Do you start with 1977’s A New Hope and just watch the movies as they were released in theaters? Or perhaps chronologically from The Phantom Menace on (even if that means risking prequel boredom)? There are arguments for both sides, but it doesn’t end there. Heat Vision has surveyed a number of fans to break it down.
Theatrical release order (IV, V, IV, I,II,III, VII, Rogue One, VIII)
This is the most popular option, with people pointing out that beginning with Episode I would kill part of the experience.
“Showing them in chronological order would ruin the greatest twist in film history: I am your father” says blogger and podcaster Blake Larsen, who has shown the film to his son this way.
There of course, is a risk of spoilers. Only the youngest of children will not have heard through the pop culture grapevine that Darth Vader is Luke’s father.
“Kids grow up knowing Darth Vader is Luke’s father.” said Star Wars superfan father Adam Friedlander, “It’s engrained in pop culture as common knowledge. If I can somehow keep that massive spoiler a secret from my daughter, I’d go original release order. It hinges on that because it’s such a huge revelation in the saga and I wouldn’t want to take away from it.”
In chronological order (I, II, III, Rogue One, IV, V, VI, VII, VIII)

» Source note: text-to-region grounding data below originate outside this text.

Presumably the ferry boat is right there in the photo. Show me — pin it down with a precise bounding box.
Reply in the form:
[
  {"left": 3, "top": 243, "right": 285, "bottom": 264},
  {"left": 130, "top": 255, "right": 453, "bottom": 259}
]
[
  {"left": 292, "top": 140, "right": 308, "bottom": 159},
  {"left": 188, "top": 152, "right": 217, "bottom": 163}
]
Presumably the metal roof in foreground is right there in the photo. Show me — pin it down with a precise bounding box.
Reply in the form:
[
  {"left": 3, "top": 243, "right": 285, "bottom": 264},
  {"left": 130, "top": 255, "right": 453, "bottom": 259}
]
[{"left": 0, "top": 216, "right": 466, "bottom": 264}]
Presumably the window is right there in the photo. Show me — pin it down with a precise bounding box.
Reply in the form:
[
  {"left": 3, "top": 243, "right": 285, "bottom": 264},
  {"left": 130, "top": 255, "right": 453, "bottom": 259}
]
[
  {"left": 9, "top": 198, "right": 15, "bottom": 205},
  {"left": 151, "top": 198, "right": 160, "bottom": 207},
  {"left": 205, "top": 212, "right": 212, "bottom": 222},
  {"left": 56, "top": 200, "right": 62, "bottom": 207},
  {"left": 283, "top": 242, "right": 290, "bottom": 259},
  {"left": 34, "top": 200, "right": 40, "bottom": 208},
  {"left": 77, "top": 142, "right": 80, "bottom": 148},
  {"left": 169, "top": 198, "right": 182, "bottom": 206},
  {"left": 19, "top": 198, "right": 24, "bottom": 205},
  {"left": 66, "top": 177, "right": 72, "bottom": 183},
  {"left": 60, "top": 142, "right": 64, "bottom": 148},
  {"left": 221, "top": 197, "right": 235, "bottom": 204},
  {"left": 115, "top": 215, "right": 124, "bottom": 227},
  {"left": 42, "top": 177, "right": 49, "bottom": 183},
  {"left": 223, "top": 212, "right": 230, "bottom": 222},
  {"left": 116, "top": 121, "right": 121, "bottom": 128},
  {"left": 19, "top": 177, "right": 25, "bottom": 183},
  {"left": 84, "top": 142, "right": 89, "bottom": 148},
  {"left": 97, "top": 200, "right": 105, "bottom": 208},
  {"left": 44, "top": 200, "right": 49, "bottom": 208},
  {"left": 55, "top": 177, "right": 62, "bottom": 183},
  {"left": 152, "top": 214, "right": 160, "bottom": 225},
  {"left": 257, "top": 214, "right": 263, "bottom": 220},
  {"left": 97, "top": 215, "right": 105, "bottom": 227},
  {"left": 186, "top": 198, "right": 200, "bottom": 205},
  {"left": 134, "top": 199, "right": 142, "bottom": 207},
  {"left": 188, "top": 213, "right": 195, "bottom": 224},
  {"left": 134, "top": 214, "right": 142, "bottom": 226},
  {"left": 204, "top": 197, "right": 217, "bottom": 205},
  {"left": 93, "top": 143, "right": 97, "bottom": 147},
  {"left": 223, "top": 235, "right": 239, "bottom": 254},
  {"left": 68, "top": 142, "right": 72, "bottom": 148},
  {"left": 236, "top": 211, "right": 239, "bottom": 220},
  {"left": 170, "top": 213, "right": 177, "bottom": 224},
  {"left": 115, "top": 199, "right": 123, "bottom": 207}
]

While this order takes away the surprise reveal that Vader is Luke’s father, it recreates new ones that one wouldn’t expect. In this order, Senator/Chancellor Palpatine being Darth Sidious becomes a plot twist, as is Anakin’s turn to the dark side. A down side to this order is that there is a serious lack of story in the prequel trilogy, as it’s all basically a setup for the original trilogy. If attention span is a potential issue, this can be pretty boring, notes THR‘s Kimberly Nordyke, whose son Braden watched the movies in the order of theatrical release, and has published reviews of Empire and Return of the Jedi.
“He was truly bored during parts of Episodes I, II and III — he just wanted to see how Darth Vader turned to the dark side,” says Nordyke. “There is really no reason to watch the prequels if you don’t know the story of Darth Vader and Luke and Leia. If the prequels had been Braden’s introduction to the Star Wars universe, I don’t think he would have stuck with those movies.”
And for some, maybe the prequels should be skipped altogether.
“The prequels are only necessary when a padawan starts to ask “How did Darth Vader get like that?” says Preacher and Better Call Saul actress Julie Ann Emery, who has shown her nieces and nephews the films in theatrical release order.
Machete order (IV, V, II, III, VI, VII, VIII)
First introduced by a fan in 2011, this order takes all the twists described above and attempts to preserve them, but also cuts The Phantom Menace. After the reveal that Darth Vader is the father of Luke, we get a two-movie backstory on how that came to be. The Emperor is seldom seen in A New Hope and Empire, so his turn at the end of Revenge of the Sith would still likely surprise the viewer. Someone could also run an updated variant on this that include Rogue One as the first entry.
After these three main orders, there are all sorts of insane orders people have argued for. Some skip certain movies altogether and some mix the movies up in a nonsensical way. The debate rages on, and everyone will find their own way through them. But perhaps its time to worry less about how and instead just sit down and press play.